Here is audio for some of Steve Hagen’s basic sitting instruction
Here is the first two pages of the introduction to Buddhism Plain and Simple:
As the new millennium dawns, most of us have lost faith in our ancient storybook versions of the world. With the development of science, many of us have come to see the universe as an inconceivably strange, vast, complex, impersonal, multi-dimensional, and perhaps meaningless real of mind and matter.
We may feel forced to deal with this loss of faith by going to one of two wretched extremes. Etiher we blind ourselves to our predicament and attempt to escape via drugs or alcohol or our careers or any of innumerable belief systems, or we face the woeful prospect that we’re intelligent creatures living in a meaningless world.
Many of us act as though we could find fulfillment if only we possessed enough money, enough security, enough respect, enough love, enough faith, enough education, enough power, enough peace, enough knowledge, enough… something.
There are others among us, however, who don’t (or can’t) buy into this. They sense that real security is impossible to attain. For they know that even if we could manage to accumulate all we desire, it will be inevitably taken from us by death. Our mortality looms above us, as terrifying as it is certain. We seem utterly stumped. How can we possibly find peace under these conditions?
Not only do we feel imprisoned by our ignorance, we seem doomed to remain that way. As Yang Chu, the forth century B.C.E. Chinese philosopher put it: “We move through the world in a narrow groove, preoccupied with the petty things we see and hear, brooding over our prejudices, passing by the joys of life without even knowing that we have missed anything. Never for a moment do we taste the heady wine of freedom. We are as truly imprisoned as if we lay at the bottom of a dungeon, heaped with chains.”
What is the basic human problem that no apparent remedy will cure? What is our existence all about? How can we ever possibly comprehend the whole of it? And yet isn’t knowledge of the Whole– knowledge that’s not relative or dependent on changing conditions– precisely what would be required to free us from the doubts and dilemmas that cause us so much pain and anxiety?
We long to be free from our confusion and discontent, not to have to live out our lives chained helplessly to uncertainty and fear. yet we often do not realize that it’s precisely our confused state of mind that binds us.
There is a way to move beyond this ignorance, pessimism, and confusion, and to experience– rather than comprehend– Reality as a Whole.

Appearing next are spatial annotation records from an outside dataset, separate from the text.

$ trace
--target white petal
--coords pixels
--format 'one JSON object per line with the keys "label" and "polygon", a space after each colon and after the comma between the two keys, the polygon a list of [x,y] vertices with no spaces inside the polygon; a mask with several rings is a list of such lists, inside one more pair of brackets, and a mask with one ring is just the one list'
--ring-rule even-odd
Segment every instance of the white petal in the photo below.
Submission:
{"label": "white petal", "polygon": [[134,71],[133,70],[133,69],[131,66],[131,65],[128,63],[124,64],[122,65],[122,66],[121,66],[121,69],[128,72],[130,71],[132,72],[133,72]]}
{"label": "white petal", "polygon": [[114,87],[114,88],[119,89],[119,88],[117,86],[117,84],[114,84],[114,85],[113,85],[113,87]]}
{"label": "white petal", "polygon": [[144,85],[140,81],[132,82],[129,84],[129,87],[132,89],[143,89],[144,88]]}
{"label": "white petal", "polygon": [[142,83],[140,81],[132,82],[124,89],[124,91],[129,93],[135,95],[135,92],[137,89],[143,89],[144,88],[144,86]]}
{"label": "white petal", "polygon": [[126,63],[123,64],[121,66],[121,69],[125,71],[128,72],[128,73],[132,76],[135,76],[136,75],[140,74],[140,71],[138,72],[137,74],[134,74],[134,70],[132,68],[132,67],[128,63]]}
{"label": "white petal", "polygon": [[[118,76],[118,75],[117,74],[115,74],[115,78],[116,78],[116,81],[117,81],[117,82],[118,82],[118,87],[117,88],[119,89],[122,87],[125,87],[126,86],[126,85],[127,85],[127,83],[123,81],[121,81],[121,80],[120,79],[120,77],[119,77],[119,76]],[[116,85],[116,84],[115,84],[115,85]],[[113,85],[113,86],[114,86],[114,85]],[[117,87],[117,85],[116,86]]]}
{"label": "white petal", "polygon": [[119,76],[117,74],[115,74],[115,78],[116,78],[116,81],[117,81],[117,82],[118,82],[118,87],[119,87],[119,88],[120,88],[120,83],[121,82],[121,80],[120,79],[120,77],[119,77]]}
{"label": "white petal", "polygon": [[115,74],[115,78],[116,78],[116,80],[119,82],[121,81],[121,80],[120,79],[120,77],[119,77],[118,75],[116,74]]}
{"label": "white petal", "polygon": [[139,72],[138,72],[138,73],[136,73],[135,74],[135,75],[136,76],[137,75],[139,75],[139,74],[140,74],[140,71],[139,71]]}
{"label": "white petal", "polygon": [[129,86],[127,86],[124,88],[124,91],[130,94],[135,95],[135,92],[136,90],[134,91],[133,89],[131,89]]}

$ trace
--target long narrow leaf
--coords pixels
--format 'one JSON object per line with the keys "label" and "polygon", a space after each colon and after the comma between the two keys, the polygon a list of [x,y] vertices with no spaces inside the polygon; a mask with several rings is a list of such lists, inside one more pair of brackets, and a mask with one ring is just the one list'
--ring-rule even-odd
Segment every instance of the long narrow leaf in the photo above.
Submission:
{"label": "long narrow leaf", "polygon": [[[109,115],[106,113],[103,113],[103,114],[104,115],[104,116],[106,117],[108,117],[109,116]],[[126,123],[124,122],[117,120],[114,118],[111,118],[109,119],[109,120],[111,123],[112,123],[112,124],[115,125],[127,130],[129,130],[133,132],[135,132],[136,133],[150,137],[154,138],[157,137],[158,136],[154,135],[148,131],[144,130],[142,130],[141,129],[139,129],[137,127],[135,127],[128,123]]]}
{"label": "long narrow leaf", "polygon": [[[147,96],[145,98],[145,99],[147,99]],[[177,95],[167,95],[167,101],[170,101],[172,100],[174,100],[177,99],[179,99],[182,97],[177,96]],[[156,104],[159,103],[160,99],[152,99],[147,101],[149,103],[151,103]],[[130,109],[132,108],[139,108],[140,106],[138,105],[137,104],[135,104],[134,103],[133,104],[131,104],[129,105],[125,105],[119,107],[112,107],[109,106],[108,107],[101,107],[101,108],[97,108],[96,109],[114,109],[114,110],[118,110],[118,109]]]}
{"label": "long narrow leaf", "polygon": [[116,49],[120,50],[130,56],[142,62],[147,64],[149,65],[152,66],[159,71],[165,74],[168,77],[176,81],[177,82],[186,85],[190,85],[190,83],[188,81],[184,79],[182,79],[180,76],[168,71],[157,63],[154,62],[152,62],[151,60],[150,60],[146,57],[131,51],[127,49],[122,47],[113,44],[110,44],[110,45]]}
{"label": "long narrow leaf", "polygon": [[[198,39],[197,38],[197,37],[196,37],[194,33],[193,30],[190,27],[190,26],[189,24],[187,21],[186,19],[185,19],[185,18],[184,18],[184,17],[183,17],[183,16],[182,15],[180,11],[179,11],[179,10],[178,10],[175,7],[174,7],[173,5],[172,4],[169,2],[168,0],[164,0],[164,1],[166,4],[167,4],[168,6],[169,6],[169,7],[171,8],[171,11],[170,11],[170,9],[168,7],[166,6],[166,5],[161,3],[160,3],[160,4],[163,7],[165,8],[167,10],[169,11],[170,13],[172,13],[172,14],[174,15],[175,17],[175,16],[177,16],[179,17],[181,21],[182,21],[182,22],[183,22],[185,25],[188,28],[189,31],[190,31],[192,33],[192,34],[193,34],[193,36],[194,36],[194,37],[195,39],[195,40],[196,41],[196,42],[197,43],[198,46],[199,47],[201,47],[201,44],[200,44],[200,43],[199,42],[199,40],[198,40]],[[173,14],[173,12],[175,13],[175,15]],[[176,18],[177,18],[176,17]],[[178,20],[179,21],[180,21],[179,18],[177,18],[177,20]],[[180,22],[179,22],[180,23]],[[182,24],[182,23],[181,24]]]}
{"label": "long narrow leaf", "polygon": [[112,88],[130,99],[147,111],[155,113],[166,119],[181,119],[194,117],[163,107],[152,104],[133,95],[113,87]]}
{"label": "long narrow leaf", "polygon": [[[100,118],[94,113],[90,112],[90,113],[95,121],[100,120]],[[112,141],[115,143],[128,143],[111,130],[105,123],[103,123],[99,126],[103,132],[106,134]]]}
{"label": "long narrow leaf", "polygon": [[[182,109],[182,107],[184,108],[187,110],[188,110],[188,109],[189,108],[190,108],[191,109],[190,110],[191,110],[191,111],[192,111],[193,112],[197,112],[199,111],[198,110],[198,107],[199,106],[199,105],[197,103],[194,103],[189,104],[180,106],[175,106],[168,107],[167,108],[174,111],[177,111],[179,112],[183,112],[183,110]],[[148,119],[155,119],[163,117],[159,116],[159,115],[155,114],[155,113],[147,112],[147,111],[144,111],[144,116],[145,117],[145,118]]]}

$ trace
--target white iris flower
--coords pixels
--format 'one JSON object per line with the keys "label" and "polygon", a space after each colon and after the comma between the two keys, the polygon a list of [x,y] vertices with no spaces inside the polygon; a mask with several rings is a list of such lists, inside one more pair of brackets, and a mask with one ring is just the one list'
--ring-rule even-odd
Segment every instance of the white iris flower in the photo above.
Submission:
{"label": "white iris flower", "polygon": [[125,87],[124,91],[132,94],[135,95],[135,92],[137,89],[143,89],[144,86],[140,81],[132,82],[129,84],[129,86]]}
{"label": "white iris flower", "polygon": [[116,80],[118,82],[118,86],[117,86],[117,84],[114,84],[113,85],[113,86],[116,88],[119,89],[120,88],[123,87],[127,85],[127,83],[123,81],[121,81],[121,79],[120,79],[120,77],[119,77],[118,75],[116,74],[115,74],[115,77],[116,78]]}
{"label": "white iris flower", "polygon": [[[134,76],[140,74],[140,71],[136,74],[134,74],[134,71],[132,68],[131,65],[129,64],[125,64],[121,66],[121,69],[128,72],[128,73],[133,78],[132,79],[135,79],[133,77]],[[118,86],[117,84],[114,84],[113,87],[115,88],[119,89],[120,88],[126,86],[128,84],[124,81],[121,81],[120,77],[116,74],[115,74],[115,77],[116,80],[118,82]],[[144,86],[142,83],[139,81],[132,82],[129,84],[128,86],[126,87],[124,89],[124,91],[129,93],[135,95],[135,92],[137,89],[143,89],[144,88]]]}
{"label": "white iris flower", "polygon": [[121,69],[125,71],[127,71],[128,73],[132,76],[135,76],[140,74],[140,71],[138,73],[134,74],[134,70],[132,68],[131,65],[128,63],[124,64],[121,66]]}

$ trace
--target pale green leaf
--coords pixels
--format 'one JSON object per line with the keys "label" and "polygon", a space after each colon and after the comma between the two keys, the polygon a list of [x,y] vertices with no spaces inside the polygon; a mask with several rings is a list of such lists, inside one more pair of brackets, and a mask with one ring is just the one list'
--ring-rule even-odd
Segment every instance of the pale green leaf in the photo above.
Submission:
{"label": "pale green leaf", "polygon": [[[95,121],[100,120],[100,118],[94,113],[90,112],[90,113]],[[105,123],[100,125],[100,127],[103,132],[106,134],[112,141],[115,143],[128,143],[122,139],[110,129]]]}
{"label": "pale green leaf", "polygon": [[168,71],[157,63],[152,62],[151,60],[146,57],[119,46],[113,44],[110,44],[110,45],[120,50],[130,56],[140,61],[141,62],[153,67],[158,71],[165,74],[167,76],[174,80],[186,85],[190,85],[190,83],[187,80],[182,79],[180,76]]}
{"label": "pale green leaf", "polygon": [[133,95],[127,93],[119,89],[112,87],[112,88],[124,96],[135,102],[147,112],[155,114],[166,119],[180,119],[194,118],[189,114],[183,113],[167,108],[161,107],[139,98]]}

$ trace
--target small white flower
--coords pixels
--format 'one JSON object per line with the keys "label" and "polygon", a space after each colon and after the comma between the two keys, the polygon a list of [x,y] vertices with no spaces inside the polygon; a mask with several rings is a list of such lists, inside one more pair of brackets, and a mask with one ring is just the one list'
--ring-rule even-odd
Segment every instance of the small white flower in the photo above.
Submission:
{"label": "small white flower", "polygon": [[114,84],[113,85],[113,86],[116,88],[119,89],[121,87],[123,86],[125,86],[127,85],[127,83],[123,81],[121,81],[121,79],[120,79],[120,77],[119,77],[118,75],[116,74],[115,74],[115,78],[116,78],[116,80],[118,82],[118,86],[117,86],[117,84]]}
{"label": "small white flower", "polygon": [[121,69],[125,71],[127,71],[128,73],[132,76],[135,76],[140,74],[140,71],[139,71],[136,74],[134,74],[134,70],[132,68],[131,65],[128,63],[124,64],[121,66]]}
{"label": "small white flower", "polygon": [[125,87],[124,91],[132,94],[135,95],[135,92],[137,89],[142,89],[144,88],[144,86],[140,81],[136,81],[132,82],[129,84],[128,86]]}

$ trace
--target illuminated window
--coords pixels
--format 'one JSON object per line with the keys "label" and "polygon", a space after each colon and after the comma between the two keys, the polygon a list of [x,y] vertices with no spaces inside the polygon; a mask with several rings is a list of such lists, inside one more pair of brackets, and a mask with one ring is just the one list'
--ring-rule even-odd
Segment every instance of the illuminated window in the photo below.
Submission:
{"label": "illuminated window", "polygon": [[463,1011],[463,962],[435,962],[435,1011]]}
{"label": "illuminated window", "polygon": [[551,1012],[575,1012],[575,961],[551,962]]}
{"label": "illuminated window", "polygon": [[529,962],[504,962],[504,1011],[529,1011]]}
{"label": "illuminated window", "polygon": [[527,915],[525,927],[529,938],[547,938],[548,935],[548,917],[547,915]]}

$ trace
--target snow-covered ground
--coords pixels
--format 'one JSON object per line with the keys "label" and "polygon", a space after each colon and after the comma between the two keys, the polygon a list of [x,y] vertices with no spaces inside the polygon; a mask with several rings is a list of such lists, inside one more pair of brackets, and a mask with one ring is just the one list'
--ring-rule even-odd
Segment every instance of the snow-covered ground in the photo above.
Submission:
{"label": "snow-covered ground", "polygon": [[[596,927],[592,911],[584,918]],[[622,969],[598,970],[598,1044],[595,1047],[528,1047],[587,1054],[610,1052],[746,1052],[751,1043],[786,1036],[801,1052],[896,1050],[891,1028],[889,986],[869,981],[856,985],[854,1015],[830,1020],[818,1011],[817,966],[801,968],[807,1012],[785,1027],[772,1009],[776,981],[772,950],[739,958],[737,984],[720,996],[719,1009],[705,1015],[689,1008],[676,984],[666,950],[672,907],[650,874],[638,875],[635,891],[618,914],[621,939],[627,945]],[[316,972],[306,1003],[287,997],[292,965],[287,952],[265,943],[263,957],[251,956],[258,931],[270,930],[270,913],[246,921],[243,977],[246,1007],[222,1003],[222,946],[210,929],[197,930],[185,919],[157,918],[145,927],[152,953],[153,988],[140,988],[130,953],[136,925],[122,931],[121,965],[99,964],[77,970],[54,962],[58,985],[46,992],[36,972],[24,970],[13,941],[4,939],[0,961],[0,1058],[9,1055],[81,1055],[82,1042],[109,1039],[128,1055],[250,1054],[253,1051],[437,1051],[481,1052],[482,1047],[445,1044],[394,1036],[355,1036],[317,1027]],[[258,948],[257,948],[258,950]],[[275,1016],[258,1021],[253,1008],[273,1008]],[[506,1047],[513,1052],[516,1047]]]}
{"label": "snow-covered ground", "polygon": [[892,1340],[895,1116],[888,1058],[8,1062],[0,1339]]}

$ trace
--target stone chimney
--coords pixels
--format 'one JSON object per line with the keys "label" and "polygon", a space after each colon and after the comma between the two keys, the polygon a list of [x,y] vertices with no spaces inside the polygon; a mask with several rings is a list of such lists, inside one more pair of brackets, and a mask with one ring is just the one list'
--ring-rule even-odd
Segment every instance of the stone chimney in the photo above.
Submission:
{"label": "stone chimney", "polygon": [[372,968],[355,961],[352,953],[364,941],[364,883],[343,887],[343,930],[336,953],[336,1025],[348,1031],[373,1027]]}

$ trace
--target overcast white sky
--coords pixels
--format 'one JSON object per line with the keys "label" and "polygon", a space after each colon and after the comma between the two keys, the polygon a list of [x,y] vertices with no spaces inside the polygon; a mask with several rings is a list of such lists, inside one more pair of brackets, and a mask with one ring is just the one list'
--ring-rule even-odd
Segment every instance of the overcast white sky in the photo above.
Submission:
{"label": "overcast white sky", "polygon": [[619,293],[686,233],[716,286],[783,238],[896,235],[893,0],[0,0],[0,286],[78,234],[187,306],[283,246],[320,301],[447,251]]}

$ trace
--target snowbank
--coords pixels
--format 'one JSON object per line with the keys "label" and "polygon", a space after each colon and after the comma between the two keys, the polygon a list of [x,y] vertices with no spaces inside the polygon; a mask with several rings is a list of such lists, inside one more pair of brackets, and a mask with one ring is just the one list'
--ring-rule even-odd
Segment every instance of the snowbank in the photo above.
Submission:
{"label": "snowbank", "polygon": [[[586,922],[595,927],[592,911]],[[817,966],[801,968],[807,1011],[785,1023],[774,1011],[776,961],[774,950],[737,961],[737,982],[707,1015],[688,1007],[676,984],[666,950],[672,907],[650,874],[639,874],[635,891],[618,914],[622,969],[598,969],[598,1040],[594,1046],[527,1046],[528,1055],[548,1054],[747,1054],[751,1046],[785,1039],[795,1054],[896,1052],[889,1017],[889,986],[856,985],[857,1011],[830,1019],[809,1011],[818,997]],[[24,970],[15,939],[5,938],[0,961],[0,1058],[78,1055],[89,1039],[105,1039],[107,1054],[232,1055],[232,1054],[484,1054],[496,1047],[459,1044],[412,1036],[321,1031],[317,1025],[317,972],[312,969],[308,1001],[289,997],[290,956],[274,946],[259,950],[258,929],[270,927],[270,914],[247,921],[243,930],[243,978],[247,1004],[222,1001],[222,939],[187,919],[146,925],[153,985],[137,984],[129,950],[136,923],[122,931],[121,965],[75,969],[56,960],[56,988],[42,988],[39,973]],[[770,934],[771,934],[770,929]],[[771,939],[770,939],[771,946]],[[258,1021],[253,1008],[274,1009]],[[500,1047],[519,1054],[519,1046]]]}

This experience is not based on any conception or belief; it is direct perception itself. It’s seeing before signs appear, before ideas sprout, before falling into thought.
It’s called enlightenment. Its nothing more or less than seeing things as they are rather than as we wish or believe them to be.
This liberation of mind– this direct awareness of Reality as a Whole– is fully accessible to anyone willing to attend to their actual experience.